Studente geeft rondleiding in Banderamuseum op het Landbouwinstituut bij Lviv waar Stepan Bandera studeerde (foto Laura Starink)
Post-sovjet geschiedenis
Deze uitdagende intellectuele, cognitieve en emotionele test wordt nog eens extra belast door het feit dat Kiev op dit moment een overlevingsoorlog voert met de belangrijkste negatieve hoofdrolspeler van die nationale herinnering - Moskou. Altijd al over-ambitieus, cynisch en meedogenloos is de buitenlandse politiek van het Kremlin onlangs opnieuw bevangen geraakt door agressieve en ten hemel schreiende Oekraïnofobie. De situatie wordt nog gecompliceerder door het feit dat Oekraïne een aanzienlijke Russische etnische minderheid heeft - ongeveer 17% van de bevolking, die voor een deel eerder trouw is aan Moskou dan aan Kiev.
Bewuste manipulatie met thema's van nationale herinnering en interetnische verhoudingen is vast onderdeel van Ruslands zogenaamde hybride oorlog tegen Kiev. De aanval van het Kremlin op de Oekraïense natie wordt dagelijks gevoerd met een veelheid aan militaire en niet-militaire, hard en soft power instrumenten. Het maakt actief gebruik van controversiële historische kwesties en heeft ten doel de Oekraïense staat eerder van binnenuit te vernietigen dan van buitenaf.
Deze op zichzelf al buitengewone toestand is nog uitzonderlijker waar het raakt aan de verreikende gevolgen van Oekraïnes herinneringspolitiek voor zijn internationale betrekkingen. Dit betreft vooral de interpretatie, evaluatie en herdenking van de beruchte 'Bandera-factie' van de Organisatie van Oekraïense Nationalisten (OUN-B) in het interbellum en de Tweede Wereldoorlog.
Intellectuele elite
Omarmd door de heersende klasse en grote delen van de intellectuele elite van Oekraïne is de officiële positieve beoordeling van de OUN zeer controversieel bij Oekraïnes Russisch-sprekende burgers en buitenlandse partners. De OUN was zowel een anti-democratische als een bevrijdingsbeweging.
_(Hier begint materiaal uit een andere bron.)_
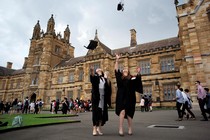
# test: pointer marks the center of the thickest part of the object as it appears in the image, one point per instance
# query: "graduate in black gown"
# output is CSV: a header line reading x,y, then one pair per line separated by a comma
x,y
99,100
127,85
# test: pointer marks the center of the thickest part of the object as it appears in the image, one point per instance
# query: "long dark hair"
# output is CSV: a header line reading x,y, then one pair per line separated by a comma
x,y
126,77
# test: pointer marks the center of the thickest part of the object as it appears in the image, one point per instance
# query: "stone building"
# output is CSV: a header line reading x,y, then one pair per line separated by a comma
x,y
52,72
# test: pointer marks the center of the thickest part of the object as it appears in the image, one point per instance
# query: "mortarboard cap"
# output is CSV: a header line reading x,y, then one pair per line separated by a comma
x,y
93,44
120,6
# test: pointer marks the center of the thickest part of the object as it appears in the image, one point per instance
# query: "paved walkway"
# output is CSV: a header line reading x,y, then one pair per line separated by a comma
x,y
193,129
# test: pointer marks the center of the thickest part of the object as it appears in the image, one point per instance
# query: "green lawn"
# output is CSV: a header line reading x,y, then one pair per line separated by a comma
x,y
36,119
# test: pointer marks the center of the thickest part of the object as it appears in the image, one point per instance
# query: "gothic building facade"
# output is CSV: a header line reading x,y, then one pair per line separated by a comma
x,y
52,72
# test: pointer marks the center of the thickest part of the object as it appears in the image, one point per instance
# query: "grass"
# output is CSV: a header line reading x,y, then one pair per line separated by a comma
x,y
31,120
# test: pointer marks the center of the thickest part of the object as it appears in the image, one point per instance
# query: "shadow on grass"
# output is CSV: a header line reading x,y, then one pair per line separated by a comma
x,y
35,120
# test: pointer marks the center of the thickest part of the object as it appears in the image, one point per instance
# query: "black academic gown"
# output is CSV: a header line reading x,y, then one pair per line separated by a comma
x,y
126,97
95,98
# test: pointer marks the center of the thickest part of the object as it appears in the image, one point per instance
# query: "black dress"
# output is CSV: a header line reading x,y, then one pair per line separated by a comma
x,y
126,97
97,113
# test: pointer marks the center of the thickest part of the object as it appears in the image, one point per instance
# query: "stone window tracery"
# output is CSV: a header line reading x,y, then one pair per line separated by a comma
x,y
167,64
145,66
169,91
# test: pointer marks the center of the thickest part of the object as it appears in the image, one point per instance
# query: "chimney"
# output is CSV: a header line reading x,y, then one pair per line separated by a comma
x,y
133,41
9,65
25,63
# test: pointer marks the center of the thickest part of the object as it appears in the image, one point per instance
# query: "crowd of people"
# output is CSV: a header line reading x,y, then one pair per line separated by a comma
x,y
70,106
17,106
146,103
184,102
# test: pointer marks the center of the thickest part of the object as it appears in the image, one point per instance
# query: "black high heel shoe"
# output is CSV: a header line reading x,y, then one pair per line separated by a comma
x,y
121,134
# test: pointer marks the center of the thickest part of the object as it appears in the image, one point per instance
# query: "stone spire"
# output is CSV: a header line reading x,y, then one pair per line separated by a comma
x,y
133,41
67,34
176,2
51,25
36,32
96,35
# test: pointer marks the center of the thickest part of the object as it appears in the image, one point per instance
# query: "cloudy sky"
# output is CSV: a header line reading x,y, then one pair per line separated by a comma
x,y
152,19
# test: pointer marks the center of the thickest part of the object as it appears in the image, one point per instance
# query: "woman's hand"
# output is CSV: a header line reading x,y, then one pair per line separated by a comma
x,y
138,70
91,70
117,56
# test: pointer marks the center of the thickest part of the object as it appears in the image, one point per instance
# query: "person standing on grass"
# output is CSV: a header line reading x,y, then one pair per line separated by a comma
x,y
201,99
186,105
127,85
142,104
99,100
25,105
179,102
207,101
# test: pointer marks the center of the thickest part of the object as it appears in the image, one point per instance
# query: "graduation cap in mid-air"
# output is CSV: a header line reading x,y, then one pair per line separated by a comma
x,y
92,45
120,6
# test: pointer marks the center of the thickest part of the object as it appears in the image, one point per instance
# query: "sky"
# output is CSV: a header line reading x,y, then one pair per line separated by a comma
x,y
152,19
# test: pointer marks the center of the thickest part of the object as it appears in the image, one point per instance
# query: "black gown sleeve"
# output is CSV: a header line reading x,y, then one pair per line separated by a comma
x,y
138,84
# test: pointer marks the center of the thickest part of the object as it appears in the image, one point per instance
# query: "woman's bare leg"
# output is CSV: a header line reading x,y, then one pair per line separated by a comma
x,y
129,125
122,115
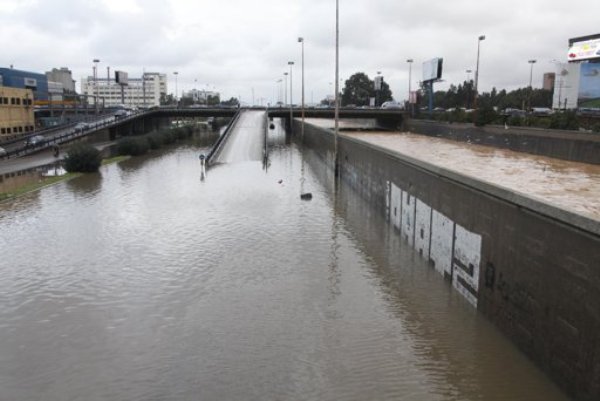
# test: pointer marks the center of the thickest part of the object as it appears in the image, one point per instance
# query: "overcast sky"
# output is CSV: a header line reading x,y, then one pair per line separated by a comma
x,y
241,47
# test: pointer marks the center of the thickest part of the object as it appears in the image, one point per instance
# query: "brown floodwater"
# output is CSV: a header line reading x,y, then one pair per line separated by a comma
x,y
568,185
144,282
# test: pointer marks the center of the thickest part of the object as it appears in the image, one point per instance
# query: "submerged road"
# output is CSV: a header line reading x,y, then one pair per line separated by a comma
x,y
246,139
143,282
567,185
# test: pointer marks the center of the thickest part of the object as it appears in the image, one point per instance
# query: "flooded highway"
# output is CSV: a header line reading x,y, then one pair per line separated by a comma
x,y
144,282
568,185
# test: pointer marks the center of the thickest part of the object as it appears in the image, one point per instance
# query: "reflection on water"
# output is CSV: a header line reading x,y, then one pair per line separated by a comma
x,y
158,286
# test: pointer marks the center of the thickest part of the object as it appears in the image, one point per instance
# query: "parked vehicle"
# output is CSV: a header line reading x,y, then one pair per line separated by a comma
x,y
81,126
391,105
541,111
36,140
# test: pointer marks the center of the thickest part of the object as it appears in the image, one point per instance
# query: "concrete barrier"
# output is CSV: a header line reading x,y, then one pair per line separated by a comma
x,y
531,268
567,145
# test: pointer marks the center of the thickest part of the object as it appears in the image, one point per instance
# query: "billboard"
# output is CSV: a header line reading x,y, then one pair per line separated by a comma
x,y
121,78
566,86
432,69
584,48
589,86
377,82
577,85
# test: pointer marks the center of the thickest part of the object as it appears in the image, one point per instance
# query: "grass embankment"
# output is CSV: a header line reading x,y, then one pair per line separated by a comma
x,y
43,182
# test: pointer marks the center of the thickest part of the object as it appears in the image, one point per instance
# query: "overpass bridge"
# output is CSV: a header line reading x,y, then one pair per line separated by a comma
x,y
145,121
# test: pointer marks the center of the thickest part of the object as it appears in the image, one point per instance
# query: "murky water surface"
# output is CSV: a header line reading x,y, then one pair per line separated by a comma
x,y
565,184
145,283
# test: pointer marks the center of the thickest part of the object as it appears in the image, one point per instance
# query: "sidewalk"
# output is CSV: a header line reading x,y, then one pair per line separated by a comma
x,y
42,158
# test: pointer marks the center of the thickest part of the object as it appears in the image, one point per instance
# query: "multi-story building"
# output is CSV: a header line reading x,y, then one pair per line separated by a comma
x,y
63,76
38,83
140,92
549,79
16,112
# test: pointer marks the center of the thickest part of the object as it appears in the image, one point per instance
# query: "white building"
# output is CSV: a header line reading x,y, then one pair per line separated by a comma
x,y
64,76
140,92
200,96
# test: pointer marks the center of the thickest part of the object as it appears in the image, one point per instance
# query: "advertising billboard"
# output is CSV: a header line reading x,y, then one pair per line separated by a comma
x,y
432,69
566,86
121,78
584,48
589,86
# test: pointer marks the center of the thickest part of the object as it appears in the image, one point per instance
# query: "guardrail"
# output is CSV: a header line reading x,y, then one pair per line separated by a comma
x,y
70,136
217,146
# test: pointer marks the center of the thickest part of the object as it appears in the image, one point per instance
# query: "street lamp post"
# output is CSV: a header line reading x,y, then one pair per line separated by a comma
x,y
410,61
468,91
285,88
176,89
96,61
291,64
482,37
337,83
301,40
531,62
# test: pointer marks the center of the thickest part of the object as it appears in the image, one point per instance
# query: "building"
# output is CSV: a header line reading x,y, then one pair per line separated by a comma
x,y
38,83
16,112
200,96
63,76
139,92
578,79
549,79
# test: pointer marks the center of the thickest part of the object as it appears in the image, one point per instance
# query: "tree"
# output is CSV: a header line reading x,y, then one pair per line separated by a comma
x,y
359,89
166,99
83,158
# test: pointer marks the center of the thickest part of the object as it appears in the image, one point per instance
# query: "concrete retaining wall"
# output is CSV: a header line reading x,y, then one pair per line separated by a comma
x,y
532,269
567,145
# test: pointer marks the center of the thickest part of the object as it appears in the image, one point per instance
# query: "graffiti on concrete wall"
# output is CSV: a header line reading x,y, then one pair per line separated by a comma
x,y
454,251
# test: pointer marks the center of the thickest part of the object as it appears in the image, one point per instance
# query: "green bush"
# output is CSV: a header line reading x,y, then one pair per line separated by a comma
x,y
133,146
83,158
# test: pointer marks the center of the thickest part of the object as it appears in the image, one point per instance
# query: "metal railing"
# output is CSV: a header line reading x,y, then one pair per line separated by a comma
x,y
69,136
217,146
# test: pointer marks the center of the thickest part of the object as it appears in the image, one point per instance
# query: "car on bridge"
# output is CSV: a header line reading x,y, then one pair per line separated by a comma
x,y
34,141
392,105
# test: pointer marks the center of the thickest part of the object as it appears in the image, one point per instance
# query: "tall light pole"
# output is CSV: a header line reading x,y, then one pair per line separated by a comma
x,y
301,40
468,91
291,64
96,61
337,83
176,89
531,62
482,37
409,61
285,88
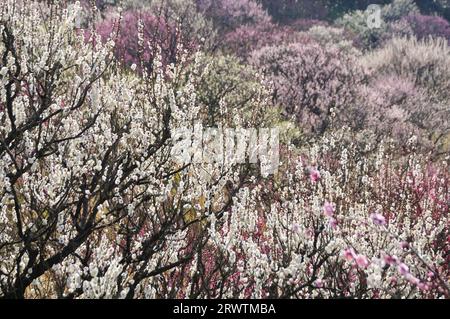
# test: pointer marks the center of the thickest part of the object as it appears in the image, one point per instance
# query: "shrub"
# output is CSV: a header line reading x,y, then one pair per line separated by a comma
x,y
426,63
426,26
310,81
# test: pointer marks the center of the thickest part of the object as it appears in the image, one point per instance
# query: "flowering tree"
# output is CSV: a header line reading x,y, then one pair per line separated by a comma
x,y
91,203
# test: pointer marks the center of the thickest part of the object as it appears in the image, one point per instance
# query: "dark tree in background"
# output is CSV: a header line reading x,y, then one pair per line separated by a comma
x,y
287,10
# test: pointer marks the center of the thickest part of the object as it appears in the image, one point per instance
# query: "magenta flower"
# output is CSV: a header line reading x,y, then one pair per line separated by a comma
x,y
329,209
390,260
378,219
318,283
349,254
403,269
314,175
362,261
333,222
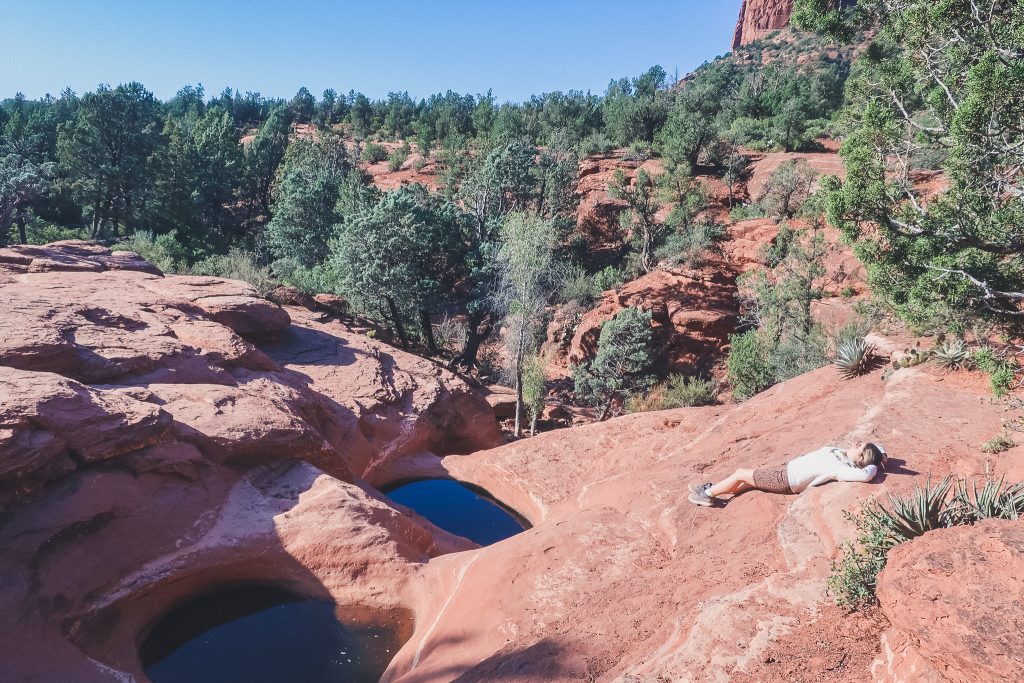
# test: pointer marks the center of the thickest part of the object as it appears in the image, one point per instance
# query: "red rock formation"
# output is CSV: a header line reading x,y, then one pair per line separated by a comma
x,y
759,17
953,599
187,465
693,311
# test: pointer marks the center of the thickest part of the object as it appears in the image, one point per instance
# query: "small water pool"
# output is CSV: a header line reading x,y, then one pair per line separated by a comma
x,y
264,634
460,509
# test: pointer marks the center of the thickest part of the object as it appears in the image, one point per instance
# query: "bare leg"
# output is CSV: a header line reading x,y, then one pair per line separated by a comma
x,y
741,479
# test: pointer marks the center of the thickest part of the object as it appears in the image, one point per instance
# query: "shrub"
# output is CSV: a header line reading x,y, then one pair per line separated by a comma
x,y
164,251
676,391
951,354
1000,371
608,279
997,443
750,368
853,357
238,264
451,334
690,245
398,157
373,153
622,365
597,143
747,211
639,152
578,286
880,528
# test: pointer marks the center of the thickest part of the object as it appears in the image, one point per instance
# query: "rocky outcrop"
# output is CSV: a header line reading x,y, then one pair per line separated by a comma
x,y
693,313
759,17
150,452
163,434
952,599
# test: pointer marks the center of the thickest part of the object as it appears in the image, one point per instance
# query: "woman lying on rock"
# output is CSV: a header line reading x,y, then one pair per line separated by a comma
x,y
828,464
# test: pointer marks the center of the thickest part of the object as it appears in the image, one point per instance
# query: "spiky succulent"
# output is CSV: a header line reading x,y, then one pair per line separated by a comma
x,y
994,500
951,354
854,357
926,509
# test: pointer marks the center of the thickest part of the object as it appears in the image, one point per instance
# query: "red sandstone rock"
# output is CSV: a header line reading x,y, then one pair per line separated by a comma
x,y
620,579
955,596
759,17
693,313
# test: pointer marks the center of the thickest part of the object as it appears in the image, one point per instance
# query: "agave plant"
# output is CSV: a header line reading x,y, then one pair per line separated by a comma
x,y
994,500
854,357
926,509
952,354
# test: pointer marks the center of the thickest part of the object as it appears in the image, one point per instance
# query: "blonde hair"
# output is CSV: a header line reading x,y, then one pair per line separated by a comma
x,y
870,455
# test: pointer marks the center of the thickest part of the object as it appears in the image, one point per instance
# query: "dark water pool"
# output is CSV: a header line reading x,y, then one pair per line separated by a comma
x,y
261,634
459,509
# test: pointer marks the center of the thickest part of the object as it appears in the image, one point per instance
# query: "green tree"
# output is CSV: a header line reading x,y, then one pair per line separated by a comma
x,y
401,256
787,188
105,152
305,208
526,282
622,366
640,216
939,81
22,183
262,157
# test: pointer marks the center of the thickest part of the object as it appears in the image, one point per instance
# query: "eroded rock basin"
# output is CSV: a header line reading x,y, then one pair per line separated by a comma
x,y
459,508
265,634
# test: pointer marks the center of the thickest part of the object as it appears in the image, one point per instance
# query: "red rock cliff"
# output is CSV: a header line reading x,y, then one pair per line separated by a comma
x,y
759,17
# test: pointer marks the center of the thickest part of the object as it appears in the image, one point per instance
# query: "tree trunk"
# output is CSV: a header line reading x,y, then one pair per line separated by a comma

Haar leiders waren extreem etnocentrisch en xenofoob, maar tegelijkertijd hebben velen hun leven en dat van hun gezinnen gegeven voor Oekraïnes onafhankelijkheidsstrijd. Sommige Oekraïense nationalisten - onder wie de broer van Stepan Bandera - werden vermoord door de nazi's, maar de meesten kwamen om in de strijd tegen het regime van Stalin. Zowel de oprichter van de OUN als zijn meest verheerlijkte leider werden gedood door sovjet-agenten in het Westen: Jevgen Konovalets werd in 1938 in Rotterdam vermoord door een NKVD-agent en Stepan Bandera werd in 1959 gedood door een KGB-agent in München.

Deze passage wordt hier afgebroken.